Pada akhirnya, aku tak sanggup menahan amarah yang terpendam dan melampiaskannya.
"Hai"
"Apa?"
"Ya, benar"
"Beraninya kau mengatakan itu kepada seseorang yang lebih tua darimu"
"Kamu bersikap kurang ajar. Jadi kamu terang-terangan membicarakan hal buruk tentang orang lain di depan mereka? Kalau kamu bergosip, bukan berarti aku seorang ayah, tapi aku tidak tahan kalau kamu melakukannya di depanku. Serius, karena aku menahan diri, kamu jadi kena banyak omong kosong. Sialan."
Aku melontarkan kata-kata dengan cepat. Rasanya seperti sesuatu di dalam diriku sedang dilepaskan.
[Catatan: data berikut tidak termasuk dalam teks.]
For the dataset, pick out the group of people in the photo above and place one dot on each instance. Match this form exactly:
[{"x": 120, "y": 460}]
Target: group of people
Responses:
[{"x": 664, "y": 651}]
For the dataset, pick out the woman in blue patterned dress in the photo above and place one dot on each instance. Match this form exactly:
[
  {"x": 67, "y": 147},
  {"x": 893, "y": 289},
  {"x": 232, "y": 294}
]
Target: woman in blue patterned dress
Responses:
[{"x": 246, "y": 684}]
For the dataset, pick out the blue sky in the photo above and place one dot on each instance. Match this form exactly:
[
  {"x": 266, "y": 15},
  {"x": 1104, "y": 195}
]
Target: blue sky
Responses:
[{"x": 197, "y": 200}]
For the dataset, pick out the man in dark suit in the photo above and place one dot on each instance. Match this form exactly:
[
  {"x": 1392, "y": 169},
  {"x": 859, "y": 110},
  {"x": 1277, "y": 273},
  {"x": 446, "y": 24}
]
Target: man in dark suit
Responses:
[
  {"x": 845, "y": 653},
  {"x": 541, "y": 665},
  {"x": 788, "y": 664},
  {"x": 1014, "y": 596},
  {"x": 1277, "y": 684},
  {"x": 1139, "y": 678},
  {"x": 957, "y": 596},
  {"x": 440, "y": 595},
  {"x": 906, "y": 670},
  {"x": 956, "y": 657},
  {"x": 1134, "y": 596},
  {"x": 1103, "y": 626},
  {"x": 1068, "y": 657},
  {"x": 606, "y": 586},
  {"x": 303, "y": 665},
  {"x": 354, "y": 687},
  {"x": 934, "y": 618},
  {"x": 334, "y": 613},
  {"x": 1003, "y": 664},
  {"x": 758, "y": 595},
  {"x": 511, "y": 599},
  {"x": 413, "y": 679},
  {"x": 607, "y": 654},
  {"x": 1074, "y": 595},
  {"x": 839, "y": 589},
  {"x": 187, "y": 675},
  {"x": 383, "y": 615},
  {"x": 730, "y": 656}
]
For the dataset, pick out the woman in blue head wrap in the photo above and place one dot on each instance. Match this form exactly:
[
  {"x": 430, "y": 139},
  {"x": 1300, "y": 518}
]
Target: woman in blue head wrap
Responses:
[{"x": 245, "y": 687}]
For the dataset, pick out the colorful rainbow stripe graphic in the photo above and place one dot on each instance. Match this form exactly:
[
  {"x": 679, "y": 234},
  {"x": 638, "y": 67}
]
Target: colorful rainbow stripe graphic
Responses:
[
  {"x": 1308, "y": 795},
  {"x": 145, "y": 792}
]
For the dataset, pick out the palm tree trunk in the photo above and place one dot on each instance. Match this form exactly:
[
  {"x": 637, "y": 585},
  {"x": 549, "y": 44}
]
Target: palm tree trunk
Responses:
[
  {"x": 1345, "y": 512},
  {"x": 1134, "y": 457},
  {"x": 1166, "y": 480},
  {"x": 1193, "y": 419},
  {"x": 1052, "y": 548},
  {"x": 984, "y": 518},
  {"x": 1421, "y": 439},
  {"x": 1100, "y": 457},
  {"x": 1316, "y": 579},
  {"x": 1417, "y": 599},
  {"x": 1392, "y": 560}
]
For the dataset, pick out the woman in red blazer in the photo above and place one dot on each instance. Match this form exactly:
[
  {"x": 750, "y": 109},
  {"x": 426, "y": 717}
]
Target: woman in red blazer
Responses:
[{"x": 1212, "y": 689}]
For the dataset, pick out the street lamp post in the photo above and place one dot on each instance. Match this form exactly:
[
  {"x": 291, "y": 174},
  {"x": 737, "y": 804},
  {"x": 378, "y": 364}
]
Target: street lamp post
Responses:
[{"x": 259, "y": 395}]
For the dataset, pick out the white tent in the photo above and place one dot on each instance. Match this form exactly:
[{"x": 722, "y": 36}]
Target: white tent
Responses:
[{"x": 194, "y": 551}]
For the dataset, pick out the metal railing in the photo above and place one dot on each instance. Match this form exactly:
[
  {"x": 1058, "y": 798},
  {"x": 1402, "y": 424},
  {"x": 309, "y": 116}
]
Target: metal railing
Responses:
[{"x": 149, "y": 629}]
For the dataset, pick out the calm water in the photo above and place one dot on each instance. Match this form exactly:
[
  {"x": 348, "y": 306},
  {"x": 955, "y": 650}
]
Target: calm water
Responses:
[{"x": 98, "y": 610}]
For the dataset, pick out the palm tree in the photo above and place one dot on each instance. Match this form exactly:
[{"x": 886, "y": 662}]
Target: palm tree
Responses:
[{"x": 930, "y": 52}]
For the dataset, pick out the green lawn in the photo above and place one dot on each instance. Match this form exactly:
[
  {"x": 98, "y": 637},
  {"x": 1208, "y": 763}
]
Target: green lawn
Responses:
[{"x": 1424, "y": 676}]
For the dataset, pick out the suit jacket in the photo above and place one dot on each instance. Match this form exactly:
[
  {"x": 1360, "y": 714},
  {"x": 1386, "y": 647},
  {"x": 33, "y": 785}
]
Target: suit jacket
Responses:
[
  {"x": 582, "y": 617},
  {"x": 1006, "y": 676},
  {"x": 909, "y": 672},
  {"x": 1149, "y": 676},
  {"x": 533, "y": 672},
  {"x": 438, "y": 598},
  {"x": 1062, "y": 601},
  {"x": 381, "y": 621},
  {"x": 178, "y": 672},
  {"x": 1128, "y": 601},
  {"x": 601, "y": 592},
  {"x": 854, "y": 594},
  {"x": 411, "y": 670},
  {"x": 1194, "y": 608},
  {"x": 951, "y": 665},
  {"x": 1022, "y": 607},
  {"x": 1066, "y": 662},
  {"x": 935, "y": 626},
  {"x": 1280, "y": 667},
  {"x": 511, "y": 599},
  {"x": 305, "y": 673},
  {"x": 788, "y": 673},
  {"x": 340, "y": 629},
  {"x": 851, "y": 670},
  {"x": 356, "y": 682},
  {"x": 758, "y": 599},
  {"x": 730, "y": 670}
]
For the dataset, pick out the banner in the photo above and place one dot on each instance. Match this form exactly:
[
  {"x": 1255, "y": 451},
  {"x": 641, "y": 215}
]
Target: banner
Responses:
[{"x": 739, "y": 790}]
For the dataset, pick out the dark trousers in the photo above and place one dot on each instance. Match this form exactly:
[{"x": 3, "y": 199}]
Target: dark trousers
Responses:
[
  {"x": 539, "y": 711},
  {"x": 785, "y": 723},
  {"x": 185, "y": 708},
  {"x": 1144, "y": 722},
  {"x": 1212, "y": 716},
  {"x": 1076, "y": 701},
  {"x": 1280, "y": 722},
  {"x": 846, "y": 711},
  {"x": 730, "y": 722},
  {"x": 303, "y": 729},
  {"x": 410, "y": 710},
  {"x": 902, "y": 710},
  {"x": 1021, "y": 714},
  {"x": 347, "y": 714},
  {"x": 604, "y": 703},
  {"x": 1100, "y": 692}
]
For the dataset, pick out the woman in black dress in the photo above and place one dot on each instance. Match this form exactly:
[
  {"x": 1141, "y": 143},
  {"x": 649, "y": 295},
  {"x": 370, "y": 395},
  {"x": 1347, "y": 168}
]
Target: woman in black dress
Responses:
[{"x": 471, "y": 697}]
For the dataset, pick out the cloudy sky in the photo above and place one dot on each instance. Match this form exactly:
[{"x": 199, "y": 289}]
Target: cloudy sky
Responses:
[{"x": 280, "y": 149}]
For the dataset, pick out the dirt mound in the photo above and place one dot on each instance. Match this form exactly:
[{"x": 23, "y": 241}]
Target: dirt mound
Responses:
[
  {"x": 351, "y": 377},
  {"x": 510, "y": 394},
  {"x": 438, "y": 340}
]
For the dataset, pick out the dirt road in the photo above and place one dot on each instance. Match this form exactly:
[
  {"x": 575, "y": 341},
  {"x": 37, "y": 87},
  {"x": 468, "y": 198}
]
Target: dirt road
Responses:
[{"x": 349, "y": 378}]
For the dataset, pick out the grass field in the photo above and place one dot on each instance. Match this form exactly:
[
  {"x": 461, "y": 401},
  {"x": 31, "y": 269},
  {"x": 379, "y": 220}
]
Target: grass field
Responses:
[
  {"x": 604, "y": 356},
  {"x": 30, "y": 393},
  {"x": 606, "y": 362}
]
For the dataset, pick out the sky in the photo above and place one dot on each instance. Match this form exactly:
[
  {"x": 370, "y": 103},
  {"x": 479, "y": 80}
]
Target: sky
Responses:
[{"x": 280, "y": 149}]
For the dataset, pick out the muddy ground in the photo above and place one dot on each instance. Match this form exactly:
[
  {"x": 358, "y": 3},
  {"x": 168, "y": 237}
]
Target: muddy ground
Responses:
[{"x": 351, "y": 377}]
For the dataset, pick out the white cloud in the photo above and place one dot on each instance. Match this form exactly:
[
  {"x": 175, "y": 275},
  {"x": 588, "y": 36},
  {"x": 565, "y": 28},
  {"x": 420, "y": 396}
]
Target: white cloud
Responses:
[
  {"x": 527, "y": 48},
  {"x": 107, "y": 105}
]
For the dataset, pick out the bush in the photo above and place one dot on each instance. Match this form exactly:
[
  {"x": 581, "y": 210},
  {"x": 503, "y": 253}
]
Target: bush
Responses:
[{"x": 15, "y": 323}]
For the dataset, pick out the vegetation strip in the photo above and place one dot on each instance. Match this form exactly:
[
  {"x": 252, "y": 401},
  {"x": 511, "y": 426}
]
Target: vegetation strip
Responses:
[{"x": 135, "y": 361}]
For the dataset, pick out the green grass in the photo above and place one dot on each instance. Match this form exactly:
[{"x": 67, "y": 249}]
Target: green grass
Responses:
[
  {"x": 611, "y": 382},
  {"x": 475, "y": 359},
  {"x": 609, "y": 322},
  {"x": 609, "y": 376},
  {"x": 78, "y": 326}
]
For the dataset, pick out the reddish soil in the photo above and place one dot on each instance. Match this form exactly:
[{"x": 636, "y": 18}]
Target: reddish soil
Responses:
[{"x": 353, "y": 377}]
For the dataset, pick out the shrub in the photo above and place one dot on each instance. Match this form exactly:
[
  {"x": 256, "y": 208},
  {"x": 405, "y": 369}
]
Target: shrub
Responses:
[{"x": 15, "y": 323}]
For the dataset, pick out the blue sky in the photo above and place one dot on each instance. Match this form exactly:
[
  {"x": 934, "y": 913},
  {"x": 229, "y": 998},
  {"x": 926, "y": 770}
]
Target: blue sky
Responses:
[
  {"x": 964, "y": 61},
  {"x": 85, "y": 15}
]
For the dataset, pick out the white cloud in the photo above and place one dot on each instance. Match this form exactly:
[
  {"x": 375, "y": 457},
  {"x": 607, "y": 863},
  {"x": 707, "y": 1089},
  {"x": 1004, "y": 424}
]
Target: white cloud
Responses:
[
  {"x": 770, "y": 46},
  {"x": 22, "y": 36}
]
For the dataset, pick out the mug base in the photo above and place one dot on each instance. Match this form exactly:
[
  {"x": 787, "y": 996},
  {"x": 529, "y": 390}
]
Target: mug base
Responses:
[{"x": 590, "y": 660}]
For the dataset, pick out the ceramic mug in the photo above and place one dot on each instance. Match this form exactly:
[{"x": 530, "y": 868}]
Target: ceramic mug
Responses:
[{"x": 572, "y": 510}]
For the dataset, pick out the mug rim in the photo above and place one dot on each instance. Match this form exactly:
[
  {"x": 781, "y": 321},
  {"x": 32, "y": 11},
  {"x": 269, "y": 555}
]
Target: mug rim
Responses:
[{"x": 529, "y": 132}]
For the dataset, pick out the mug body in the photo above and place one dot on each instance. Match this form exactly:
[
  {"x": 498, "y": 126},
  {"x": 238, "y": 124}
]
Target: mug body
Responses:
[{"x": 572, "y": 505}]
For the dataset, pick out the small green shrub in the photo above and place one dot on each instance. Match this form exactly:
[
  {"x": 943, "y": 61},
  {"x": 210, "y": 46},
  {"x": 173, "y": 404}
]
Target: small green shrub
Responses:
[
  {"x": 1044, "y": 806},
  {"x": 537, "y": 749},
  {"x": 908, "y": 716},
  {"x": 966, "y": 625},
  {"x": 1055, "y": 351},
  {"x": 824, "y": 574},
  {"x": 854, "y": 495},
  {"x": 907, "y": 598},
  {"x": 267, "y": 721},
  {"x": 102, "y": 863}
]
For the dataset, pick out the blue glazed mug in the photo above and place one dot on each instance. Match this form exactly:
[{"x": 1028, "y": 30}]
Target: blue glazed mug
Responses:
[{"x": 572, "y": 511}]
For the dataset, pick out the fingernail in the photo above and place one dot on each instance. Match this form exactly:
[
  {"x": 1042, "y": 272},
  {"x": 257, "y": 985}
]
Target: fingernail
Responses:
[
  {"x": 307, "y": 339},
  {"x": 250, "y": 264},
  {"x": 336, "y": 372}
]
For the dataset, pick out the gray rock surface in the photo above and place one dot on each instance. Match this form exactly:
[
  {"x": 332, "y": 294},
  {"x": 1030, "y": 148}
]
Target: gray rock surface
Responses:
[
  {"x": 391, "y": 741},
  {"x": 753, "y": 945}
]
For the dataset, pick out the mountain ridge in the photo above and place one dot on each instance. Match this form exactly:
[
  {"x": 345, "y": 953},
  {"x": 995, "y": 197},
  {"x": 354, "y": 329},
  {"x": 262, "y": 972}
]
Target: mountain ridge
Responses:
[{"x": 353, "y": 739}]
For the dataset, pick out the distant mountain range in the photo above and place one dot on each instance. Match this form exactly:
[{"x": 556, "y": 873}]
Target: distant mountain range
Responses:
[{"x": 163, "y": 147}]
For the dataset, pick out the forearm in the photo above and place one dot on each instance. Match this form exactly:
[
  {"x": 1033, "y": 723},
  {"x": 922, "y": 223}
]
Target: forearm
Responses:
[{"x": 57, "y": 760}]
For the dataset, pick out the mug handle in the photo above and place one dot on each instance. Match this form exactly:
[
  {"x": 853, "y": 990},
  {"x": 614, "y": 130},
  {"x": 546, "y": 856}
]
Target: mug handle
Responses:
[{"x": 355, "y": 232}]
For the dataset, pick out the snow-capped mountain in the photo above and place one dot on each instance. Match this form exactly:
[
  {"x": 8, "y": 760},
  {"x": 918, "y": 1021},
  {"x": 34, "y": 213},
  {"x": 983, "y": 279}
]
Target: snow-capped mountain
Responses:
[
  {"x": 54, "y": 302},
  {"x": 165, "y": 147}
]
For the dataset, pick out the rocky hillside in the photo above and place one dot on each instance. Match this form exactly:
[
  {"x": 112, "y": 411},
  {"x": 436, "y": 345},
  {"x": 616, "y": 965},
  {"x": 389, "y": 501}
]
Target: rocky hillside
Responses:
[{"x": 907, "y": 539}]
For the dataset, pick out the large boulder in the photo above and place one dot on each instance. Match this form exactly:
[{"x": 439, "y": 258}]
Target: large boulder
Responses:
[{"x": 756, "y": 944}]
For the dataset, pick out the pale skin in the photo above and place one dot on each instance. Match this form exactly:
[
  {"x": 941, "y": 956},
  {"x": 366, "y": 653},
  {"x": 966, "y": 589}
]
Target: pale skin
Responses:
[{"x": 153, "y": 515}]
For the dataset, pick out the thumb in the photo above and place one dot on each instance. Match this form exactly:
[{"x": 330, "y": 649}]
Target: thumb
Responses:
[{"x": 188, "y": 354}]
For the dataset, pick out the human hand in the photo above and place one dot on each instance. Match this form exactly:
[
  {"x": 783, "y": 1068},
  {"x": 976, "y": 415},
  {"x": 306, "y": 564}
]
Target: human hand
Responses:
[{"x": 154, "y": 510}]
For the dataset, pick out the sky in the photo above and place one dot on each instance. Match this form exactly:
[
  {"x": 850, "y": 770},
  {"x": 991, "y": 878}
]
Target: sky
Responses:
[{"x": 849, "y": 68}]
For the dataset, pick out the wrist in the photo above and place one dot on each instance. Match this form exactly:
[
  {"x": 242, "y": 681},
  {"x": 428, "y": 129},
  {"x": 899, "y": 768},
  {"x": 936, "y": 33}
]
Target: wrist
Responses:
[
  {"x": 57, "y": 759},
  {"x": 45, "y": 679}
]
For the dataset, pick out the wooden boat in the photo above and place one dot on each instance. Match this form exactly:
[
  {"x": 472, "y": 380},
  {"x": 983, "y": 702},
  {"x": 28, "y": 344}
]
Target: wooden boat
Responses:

Melihat ekspresi Seventeen, itu cukup lucu. Mereka semua tercengang.
Aku mendengus dan duduk kembali. Saat aku duduk, guru koreografi masuk. Merasakan hawa dingin di udara, guru koreografi mencoba mencairkan suasana.
"Anak-anak, kenapa suasananya begitu muram? Ayo semuanya, bangun dan mari kita berlatih lagi!"
"Ya~"
Begitu guru koreografi selesai berbicara, semua orang mulai berdiri dan bergoyang. Aku juga berdiri dari kursiku dan melakukan peregangan. Tepat ketika guru koreografi hendak memulai latihan, telepon berdering.
Aku melihat guru koreografi itu mendekati telepon yang berdering, dan ternyata itu teleponnya. Dia menjawab telepon, dan aku bisa melihat kerutannya semakin dalam.
Koreografer itu mengumpulkan pakaian dan ponselnya, meminta Kwon Soon-young untuk berlatih koreografi, lalu pergi. Kami sempat terkejut dengan perubahan peristiwa yang tiba-tiba itu, tetapi dengan cepat tersadar dan berdiri dalam formasi yang telah diinstruksikan koreografer kepada kami.
Mungkin karena Seventeen terkenal dengan koreografi mereka yang tajam, tarian itu memang sangat intens, tetapi tidak sampai membuatku tidak bisa melakukannya. Saat menari, aku merasakan sakit yang tajam di pergelangan kakiku dan akhirnya terkilir lalu terjatuh.
Saat aku terjatuh, Hoshi mematikan lagu dan menatapku saat aku berdiri. Anggota lainnya juga menatapku. Aku memutar bola mata dan melihat wajah mereka. Beberapa tertawa, sementara yang lain memasang ekspresi kosong.
Hoshi menatapku dari atas dan berbicara dengan senyum mengejek.
"Hei, bukankah kamu melakukannya dengan benar?"
"....."
"Lakukan dengan benar"
Begitu Hoshi selesai berbicara, dia langsung memalingkan muka lagi. Aku menggigit bibir, hampir tak mampu mengangkat kakiku yang pegal, dan bersiap lagi. Mungkin dia melihatku di cermin, dia menyalakan lagu itu lagi.
Aku menari. Aku hampir tidak mengabaikan rasa sakit di pergelangan kakiku saat menari. Tiba-tiba, rasa sakit menyerang kepalaku. Rasa sakit itu begitu hebat sehingga seketika menghilangkan rasa sakit di pergelangan kakiku.
Tiba-tiba, pandanganku mulai kabur. Dunia berputar, lalu aku mendengar bunyi gedebuk dan merasakan sakit di kepala. Itu adalah hal terakhir yang kuingat.